My friends value me and respect me.I don't drink, I don't smoke, and I live a quiet and orderly life, which obviously makes them like me.There are only two things that make them unhappy and dissatisfied, that is, I don't partner with them to steal dry oil, and I don't go with them to ask for money from customers.Stealing the owner's drying oil and paint has become a fashion among painters, they hardly consider it stealing, it is strange that even such a fair person as Carrot always takes a little white powder and drying oil with him every time he leaves work. Oil.As for asking for money, even the venerable old man who bought a house in Makaliha is not ashamed. Whenever I see my partners go to an insignificant man in groups when they start work or finish the project. I was always annoyed and ashamed when the patrons congratulated each of them for a ten-kopeck piece and thanked them humbly.

They treat their patrons like a bunch of cunning courtiers, and I think of Shakespeare's Plonius almost every day. "Maybe it's going to rain," the owner said, looking at the sky. "If you want to do it, you must do it!" the painters agreed. "It's not a rain cloud, though. Maybe it won't rain." "It won't rain, sir! Really, it won't rain." They always have a sarcastic attitude towards their customers behind their backs. For example, when they see the master sitting on the balcony reading a newspaper, they say: "He is reading a newspaper, but he probably doesn't even have anything to eat."
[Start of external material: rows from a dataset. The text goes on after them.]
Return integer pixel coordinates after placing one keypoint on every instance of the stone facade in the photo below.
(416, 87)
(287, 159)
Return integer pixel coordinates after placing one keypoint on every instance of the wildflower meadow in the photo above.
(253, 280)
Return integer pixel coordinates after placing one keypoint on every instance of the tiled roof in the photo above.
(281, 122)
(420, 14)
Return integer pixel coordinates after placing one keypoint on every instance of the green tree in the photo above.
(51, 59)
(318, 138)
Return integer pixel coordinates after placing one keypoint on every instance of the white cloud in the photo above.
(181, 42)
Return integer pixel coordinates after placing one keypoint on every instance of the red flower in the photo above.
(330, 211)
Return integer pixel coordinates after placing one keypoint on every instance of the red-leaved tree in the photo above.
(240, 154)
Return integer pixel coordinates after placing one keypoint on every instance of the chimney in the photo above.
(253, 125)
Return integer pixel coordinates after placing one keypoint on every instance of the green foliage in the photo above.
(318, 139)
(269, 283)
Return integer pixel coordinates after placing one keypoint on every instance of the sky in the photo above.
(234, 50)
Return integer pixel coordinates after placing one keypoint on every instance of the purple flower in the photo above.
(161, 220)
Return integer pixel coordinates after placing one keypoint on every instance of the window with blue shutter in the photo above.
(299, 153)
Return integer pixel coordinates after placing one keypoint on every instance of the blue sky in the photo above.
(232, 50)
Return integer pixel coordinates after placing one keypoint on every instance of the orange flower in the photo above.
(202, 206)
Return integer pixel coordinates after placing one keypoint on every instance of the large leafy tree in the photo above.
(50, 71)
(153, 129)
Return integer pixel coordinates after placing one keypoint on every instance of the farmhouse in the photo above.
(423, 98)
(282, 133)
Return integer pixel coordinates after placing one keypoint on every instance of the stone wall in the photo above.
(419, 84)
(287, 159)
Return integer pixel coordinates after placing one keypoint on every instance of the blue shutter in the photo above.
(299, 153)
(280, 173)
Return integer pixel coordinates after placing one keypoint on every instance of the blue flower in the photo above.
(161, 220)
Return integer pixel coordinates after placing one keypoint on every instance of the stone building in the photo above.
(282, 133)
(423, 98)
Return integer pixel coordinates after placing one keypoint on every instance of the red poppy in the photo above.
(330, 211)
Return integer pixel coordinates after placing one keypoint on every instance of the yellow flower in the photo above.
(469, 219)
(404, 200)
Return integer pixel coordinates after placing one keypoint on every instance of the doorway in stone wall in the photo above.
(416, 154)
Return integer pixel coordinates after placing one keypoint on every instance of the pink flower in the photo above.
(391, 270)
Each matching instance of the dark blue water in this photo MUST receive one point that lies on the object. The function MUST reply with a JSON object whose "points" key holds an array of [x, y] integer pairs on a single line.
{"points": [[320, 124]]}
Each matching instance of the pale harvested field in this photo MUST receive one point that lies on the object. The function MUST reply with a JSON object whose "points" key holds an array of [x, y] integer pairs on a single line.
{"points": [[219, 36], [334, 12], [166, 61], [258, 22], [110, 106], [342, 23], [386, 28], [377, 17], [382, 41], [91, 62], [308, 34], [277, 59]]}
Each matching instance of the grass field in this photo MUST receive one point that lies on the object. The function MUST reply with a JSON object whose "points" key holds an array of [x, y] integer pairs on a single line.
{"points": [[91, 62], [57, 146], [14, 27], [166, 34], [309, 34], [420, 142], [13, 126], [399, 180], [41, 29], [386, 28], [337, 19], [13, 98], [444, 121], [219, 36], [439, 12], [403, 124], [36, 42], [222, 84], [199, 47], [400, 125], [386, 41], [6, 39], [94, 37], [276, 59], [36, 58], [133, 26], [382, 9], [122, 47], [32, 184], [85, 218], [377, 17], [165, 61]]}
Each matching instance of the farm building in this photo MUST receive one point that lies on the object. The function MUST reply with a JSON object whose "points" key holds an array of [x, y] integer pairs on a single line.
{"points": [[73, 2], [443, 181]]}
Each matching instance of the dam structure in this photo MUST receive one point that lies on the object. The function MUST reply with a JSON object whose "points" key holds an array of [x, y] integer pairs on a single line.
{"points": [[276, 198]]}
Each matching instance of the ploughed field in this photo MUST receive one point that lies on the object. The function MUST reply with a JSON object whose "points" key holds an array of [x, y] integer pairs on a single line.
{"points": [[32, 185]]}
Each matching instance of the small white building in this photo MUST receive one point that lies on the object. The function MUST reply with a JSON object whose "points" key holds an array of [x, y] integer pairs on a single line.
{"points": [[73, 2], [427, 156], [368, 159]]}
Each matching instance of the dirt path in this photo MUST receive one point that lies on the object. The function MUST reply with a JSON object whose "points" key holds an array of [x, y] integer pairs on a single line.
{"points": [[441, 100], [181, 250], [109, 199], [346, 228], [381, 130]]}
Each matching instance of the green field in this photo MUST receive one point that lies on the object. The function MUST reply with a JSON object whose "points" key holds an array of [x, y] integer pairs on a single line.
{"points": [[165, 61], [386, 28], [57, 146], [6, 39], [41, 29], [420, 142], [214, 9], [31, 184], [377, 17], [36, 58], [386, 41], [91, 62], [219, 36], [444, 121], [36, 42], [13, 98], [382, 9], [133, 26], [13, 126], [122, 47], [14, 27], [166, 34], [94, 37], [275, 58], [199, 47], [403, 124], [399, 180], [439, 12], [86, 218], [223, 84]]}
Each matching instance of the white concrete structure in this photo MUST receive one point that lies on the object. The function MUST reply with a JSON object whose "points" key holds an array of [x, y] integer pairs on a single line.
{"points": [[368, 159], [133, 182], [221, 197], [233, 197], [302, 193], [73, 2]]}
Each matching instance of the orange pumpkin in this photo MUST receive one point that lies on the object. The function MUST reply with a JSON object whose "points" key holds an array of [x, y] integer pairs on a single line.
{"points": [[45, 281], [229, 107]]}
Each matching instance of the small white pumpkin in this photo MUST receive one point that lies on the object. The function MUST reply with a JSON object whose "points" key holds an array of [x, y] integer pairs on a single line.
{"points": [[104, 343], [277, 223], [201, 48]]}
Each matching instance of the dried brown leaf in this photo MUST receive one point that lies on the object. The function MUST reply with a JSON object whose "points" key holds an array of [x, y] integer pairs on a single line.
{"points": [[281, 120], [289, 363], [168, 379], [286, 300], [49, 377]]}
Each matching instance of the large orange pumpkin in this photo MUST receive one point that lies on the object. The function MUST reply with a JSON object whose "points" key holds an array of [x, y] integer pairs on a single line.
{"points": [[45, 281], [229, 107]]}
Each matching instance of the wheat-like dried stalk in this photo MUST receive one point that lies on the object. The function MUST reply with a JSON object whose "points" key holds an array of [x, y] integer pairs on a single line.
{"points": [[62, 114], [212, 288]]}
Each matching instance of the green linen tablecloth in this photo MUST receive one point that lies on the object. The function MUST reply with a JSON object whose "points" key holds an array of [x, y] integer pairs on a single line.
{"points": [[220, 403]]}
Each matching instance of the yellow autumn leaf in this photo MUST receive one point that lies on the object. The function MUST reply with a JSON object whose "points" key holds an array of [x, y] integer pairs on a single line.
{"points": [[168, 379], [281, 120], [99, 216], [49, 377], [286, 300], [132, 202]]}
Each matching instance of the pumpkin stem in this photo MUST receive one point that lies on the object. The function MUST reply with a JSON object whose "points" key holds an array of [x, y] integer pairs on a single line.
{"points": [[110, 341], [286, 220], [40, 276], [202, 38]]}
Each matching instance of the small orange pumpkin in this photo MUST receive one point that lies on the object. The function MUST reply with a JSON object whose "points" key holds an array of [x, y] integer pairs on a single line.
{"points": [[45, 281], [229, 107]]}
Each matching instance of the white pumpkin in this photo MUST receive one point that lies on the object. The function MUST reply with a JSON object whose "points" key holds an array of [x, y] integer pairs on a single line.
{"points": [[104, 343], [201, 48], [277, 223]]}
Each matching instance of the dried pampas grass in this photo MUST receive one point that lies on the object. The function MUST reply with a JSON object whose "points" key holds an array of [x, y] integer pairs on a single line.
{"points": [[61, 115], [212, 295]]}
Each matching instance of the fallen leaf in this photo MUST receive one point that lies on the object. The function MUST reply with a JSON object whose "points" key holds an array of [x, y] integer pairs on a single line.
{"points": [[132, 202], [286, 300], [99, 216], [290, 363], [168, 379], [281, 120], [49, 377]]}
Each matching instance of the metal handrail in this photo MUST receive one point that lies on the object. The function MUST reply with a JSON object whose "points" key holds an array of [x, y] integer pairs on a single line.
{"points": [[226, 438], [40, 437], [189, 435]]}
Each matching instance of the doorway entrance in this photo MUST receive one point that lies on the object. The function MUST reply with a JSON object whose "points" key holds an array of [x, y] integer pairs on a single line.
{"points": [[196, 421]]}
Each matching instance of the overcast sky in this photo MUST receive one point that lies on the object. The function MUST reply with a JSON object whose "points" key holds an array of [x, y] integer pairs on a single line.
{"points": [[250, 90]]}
I have never been to my father's house.When I return to my home after work, I often find notes in the room, written in a simple, anxious tone, written by my sister. She sometimes tells me that my father was preoccupied for some reason when eating, what? He didn't eat anything; now he said that his father almost fell, and now that he locked the door and sat in his room and didn't come out for a long time.News of this kind excited me so much that I could not sleep, and sometimes I went to the Rue Grande Noble late at night, went to my door, looked at the darkened windows, and tried to speculate whether the house was all right or not.Every Sunday, my sister often came to see me, but she came secretly, pretending not to come to see me, but to see the nanny.Whenever she came into my room she was always very pale, with tear-stained eyes, and immediately began to cry. "Father can't stand this situation!" she said. "If anything happens to him (hope it doesn't), your conscience will torture you for the rest of your life. It's terrible, Michel! I beg you in the name of your mother, repent!" "Sister, my dear," said I, "how can I repent if I believe I am acting in good conscience? You must know me!" "I know you're acting in good conscience, but maybe it can be done in a different way that won't hurt someone else's heart." "Oh, saint!" sighed the old woman outside the door. "You child is doomed! Disaster will come, my dear, disaster will come!" "Notes" ① A courtier in Shakespeare's tragedy "Hamlet".